In fondo, la scienza...
F. Nietzsche, Frammento 11(248) da
La gaia scienza e Frammenti postumi
In fondo, la scienza mira a stabilire in che modo l'uomo -
NON l'individuo, - sente rispetto a tutte le cose e a se stesso, dunque
a espellere l'idiosincrasia di individui e di gruppi, e a fissare
il rapporto persistente.
Non la verità bensì l'uomo è conosciuto,
e ciò entro tutte le epoche nelle quali egli esiste, vale a dire
si costruisce un fantasma tutti lavorano continuamente per trovare
ciò su cui si deve essere d'accordo, perché appartiene
all'essenza dell'uomo. Così, si è imparato che innumerevoli
cose non erano essenziali, come si credette per lungo tempo, e che quando
si stabilisce l'essenziale non si è dimostrato nulla quanto alla
realtà, se non che l'esistenza dell'uomo fino a ora è
dipesa dalla fede in questa "realtà" (come corpo,
durata della sostanza, e così via).
La scienza dunque non fa altro che prolungare il processo che ha
costituito l essenza della specie, quello, cioè, di rendere
endemica la fede in certe cose, e di espellere e far morire chi non ci
crede. La raggiunta analogia della sensazione (per lo spazio, il
sentimento del tempo oppure il senso del grande e del piccolo) è
diventata una condizione di esistenza della specie, ma non ha nulla a che
fare con la verità.
Il "pazzo", l'idiosincrasia non dimostrano la non verità
di una rappresentazione, bensì la sua anormalità; con essa
non è possibile vivere, per una massa. É l'istinto
della massa che domina anche nella conoscenza. essa vuole conoscere
sempre meglio le condizioni della sua esistenza, per vivere sempre
più a lungo. L'uniformità della sensazione, un tempo
cercata mediante la società e la religione viene ora cercata mediante
la scienza: si fissa il gusto normale in tutte le cose; la conoscenza,
fondandosi sulla fede in ciò che persiste, è al servizio
delle forme più rozze di persistenza (massa, popolo, umanità)
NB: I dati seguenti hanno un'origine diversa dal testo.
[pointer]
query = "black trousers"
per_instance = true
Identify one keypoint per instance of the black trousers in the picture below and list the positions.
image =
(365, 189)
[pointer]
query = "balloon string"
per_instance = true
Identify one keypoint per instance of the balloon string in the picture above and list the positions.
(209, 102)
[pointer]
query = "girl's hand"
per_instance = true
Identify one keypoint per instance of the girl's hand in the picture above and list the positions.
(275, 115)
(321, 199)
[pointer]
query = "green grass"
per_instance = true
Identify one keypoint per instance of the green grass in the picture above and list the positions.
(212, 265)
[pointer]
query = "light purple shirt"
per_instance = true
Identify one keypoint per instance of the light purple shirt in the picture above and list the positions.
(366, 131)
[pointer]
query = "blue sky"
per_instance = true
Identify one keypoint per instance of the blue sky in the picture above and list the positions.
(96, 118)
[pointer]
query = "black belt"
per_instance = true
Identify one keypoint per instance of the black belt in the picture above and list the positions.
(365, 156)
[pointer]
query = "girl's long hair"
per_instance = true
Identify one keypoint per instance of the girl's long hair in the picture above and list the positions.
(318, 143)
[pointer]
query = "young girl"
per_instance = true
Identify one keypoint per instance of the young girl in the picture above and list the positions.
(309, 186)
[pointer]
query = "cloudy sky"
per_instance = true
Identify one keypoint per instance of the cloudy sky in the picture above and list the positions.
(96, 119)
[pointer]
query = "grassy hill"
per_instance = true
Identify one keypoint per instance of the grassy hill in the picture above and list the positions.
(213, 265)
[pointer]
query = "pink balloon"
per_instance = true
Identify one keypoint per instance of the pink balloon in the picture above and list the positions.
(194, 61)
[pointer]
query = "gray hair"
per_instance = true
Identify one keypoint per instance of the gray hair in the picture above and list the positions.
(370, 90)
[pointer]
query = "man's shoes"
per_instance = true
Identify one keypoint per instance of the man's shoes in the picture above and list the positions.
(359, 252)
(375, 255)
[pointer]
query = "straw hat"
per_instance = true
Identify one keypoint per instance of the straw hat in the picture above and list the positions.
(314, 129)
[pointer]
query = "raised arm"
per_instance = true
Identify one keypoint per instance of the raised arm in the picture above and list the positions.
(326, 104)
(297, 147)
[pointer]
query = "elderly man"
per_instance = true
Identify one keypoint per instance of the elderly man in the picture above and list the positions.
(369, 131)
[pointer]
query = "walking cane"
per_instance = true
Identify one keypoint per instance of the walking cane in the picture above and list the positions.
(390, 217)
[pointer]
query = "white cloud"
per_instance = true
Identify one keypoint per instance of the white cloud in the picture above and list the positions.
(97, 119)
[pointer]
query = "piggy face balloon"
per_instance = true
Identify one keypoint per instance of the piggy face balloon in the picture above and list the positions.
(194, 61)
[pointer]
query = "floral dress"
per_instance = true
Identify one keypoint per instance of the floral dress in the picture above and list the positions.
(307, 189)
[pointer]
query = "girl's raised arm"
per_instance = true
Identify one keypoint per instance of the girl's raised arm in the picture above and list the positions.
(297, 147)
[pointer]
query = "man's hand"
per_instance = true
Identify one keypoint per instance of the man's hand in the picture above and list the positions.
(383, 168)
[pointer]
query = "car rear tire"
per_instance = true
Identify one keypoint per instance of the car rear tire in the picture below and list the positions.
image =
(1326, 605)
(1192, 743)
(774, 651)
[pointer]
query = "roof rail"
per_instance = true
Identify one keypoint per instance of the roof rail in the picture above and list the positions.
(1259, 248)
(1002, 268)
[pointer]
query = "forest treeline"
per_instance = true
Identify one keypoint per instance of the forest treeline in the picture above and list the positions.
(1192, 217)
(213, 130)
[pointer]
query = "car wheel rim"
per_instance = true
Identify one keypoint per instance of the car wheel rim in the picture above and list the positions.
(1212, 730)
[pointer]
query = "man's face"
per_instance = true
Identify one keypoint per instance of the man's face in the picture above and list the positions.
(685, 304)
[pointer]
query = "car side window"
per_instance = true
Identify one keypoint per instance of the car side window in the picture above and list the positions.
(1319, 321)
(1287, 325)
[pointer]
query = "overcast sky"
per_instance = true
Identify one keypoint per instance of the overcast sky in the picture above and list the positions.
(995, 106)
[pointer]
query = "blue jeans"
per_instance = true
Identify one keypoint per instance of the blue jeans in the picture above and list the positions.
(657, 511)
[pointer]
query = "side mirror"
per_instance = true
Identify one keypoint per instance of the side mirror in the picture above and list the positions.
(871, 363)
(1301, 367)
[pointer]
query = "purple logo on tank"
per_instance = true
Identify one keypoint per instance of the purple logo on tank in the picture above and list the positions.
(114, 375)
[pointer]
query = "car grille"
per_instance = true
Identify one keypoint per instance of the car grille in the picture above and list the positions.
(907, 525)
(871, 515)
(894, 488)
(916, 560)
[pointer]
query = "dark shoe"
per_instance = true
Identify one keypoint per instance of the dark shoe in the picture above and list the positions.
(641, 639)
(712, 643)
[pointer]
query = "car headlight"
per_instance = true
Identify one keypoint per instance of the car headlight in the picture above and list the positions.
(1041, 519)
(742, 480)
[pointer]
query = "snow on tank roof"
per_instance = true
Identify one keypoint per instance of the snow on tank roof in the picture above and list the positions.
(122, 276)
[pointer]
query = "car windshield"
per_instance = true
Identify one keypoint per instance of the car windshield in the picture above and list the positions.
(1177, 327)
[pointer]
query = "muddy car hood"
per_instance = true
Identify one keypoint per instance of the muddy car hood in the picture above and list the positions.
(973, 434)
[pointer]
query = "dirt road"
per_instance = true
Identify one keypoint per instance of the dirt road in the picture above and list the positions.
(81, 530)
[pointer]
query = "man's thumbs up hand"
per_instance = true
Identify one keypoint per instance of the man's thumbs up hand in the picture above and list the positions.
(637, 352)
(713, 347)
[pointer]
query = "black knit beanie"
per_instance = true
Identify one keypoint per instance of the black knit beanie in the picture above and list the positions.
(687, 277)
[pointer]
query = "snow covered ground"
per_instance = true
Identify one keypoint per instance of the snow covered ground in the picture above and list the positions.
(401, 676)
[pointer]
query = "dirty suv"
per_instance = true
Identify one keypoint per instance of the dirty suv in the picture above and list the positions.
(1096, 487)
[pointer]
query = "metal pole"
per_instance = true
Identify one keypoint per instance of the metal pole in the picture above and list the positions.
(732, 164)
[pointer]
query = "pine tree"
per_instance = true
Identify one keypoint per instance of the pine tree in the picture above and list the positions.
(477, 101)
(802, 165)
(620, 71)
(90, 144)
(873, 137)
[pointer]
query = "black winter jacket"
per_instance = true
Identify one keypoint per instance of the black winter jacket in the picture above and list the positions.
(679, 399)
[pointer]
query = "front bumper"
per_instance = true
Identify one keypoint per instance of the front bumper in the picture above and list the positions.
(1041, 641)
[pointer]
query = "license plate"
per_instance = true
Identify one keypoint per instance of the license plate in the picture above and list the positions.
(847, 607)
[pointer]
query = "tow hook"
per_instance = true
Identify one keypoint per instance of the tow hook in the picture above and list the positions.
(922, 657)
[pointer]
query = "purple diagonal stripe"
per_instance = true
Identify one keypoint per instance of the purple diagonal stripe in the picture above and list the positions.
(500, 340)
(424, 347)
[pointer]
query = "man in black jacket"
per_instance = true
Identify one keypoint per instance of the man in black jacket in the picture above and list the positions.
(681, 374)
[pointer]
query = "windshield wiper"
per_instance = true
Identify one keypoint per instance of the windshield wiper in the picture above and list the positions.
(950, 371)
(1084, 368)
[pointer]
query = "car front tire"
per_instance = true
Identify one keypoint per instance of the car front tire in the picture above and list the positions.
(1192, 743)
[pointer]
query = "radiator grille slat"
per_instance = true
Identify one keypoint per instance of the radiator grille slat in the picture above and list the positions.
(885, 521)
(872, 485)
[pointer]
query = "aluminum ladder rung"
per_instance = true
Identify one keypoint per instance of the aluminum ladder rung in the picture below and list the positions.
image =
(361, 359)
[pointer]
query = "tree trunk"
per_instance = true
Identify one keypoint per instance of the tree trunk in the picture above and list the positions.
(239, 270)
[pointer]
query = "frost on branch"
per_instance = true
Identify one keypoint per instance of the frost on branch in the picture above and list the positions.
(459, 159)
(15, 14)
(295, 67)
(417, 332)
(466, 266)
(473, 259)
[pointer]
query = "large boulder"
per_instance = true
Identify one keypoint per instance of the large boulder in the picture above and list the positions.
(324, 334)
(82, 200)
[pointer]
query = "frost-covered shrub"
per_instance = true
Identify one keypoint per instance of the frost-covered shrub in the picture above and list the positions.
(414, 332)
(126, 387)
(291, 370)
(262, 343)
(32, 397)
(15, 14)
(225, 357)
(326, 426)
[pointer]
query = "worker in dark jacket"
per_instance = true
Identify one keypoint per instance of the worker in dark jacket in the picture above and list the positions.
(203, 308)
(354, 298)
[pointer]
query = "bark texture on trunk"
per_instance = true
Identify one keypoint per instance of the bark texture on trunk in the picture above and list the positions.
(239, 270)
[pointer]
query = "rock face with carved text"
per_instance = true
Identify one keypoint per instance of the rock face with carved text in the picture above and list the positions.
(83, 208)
e vuole espellere e uccidere le forme più raffinate il gusto
idiosincratico, essa lavora contro l'individualizzazione, il gusto,
che è condizione di vita per uno solo.
La specie è l'errore più grossolano, l'individuo quello
più raffinato, egli viene più tardi. Egli lotta
per la sua esistenza, per il suo nuovo gusto, per la sua posizione
relativamente unica rispetto a tutte le cose, la ritiene migliore
del gusto generale e disprezza quest'ultimo. Vuol dominare. Ma,
a questo punto, scopre di essere egli stesso qualcosa di mutevole e di
avere un gusto alterno, con la sua raffinatezza giunge a scoprire il mistero
che non vi è individuo che nell'attimo più inafferrabile
egli è qualcosa di diverso da ciò che è in quello
seguente, e che le sue condizioni di esistenza sono quelle di un numero
enorme di individui: infinitamente piccolo è la realtà
e verità superiore, un'immagine subitanea del flusso eterno. Così
impara come ogni conoscenza fruitiva si fondi sull'errore rozzo
della specie, sugli errori raffinati dell'individuo e sull'errore, più
raffinato di tutti, dell'attimo creativo.
In particolare colpisce l'affermazione: "Il pazzo, l'idiosincrasia
non dimostrano la non verità di una rappresentazione, bensì
la sua anormalità; con essa non è possibile vivere per una
massa".
Rappresentante dell'angusto mito positivistico, del petit faitalisme
- come diceva Nietzsche con un gioco di parole - troviamo in Italia
Cesare Lombroso che certo non si caratterizza per "l'errore
più raffinato di tutti". A questo proposito ho chiesto a due
miei amici di poter ripubblicare nella terza parte
di questo libro un loro intervento del '77, quando si assisteva ad
un tentativo diffuso di recupero di Lombroso, in nome delle "tecniche
progressive" e di una crescente critica "all'ideale" politico.
Loro hanno accettato volentieri perché consapevoli della necessità
e della inattualità di lottare su questo piano. Hanno modificato
ed ampliato in alcuni punti il loro testo (comparso su (quaderni
piacentini n. 62-63, aprile 1977) che ha un carattere di sintesi
storica ed una impostazione che condivido pienamente.